This cute little library is on the site of an old school in Fentham Road Hampton. There is more detail about this on the arched plaque over the door but can't read it in this picture, too contrasty! One review of the place states, "This is the cutest, smallest library by a country mile. It is also the most frustrating with some bonkers idiosyncrasies." The opening times do seem odd and add up to 14 hours a week. It does have access to a computer and the internet though.

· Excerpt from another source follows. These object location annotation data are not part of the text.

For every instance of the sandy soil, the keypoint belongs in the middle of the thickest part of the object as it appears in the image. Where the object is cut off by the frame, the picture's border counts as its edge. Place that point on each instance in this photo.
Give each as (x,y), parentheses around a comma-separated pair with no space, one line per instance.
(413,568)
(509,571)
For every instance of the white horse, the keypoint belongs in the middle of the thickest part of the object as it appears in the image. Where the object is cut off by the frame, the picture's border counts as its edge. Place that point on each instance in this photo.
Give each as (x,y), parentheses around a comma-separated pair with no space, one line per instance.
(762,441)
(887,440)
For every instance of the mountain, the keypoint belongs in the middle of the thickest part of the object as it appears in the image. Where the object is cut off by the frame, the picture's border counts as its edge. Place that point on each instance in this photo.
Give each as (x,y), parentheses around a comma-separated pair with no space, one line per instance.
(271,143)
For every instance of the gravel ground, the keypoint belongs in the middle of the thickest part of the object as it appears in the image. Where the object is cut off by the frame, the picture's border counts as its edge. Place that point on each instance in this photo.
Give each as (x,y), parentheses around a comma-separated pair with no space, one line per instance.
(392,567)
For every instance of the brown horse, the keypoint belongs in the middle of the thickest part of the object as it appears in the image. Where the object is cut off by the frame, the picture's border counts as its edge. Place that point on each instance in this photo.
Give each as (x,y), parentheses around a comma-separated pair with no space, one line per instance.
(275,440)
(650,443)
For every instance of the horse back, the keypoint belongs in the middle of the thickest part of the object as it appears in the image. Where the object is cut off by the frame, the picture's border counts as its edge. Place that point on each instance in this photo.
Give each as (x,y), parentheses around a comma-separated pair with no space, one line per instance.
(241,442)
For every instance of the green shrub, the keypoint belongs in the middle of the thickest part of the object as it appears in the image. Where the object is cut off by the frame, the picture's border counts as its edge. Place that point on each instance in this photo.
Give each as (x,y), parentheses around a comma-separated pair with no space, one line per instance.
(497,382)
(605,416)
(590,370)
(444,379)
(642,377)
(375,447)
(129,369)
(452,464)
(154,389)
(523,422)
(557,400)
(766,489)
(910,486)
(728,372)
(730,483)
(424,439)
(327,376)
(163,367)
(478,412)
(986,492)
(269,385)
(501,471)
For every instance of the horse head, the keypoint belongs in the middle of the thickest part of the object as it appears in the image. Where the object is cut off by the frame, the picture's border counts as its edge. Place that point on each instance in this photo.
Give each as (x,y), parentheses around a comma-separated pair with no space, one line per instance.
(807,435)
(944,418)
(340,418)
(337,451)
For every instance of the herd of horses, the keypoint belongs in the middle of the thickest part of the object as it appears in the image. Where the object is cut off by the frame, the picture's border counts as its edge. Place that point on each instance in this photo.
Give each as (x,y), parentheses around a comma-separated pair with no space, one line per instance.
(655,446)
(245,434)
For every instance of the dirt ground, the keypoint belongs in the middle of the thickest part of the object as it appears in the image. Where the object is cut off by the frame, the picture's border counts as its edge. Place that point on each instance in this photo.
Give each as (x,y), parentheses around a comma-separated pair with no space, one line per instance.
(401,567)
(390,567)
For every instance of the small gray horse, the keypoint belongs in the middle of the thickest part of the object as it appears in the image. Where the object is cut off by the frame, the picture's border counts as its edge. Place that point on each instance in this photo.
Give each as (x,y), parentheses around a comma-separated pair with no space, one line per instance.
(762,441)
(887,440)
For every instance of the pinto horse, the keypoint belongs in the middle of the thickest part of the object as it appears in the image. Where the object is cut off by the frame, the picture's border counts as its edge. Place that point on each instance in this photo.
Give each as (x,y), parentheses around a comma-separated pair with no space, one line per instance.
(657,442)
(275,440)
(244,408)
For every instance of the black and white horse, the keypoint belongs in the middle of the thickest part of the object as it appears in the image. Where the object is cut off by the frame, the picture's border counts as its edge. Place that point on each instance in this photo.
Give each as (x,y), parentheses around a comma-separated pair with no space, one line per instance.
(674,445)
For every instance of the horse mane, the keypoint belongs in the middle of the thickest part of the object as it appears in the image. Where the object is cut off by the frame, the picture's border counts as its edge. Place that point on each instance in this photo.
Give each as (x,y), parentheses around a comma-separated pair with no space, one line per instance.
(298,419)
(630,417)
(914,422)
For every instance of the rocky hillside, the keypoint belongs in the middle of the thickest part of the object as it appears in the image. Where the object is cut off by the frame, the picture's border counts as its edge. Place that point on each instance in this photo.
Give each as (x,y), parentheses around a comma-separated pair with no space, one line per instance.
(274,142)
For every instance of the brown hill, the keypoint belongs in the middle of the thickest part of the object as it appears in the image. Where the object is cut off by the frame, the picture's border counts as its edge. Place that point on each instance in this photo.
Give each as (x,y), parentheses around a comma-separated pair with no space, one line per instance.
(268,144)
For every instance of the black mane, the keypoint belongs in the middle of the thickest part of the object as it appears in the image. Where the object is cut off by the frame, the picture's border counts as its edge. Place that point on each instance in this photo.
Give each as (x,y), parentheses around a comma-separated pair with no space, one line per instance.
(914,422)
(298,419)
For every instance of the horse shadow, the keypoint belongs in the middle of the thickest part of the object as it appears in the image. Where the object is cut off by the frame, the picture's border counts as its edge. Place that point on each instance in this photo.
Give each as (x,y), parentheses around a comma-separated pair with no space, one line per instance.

Never spotted this till Mick pointed it out. This plant, with a pink flower, is the Himalayan Balsam (impatiens glandulifera) and was imported into Britain in 1839 and flourishes near streams and standing water. In some parts of the world, including the UK, it has become an invasive species weed. Its aggressive seed dispersal, coupled with a high nectar production often allows the plant to outcompete native plants. It is sometimes called the Policeman's Helmet because of the shape of the flower. As the latin name implies, it is a member of the same family as Bizzy Lizzy.
Leaving Hampton along Marsh Lane we travelled along a bridle path towards Balsall Common. Part the way along this path is a packhorse bridge. This 15th century bridge is only 5' wide, and spans the River Blythe. On the southern side of the river, one of the parapets is marked H|B. This indicates the boundary between Hampton and Berkswell
Lincoln Farm Cafe
At the end of Marsh Lane, just before the main A452, is the Lincoln Farm Cafe, aimed at the haulage trade. Mick and I called in here last time we passed it and it is cheap. You do get what you pay for though. A notice outside the place welcomes walkers and states it is safe for them in here. It points out the cross on the corner of the building for some reason. We settled for the La Delicia tea rooms in Balsall Common instead and sat outside in the sun with our tea and toasted tea cake.
Good ride today, Indian summer weather seems here to stay. Taking off the 6 mile train journey, clocked 24 miles.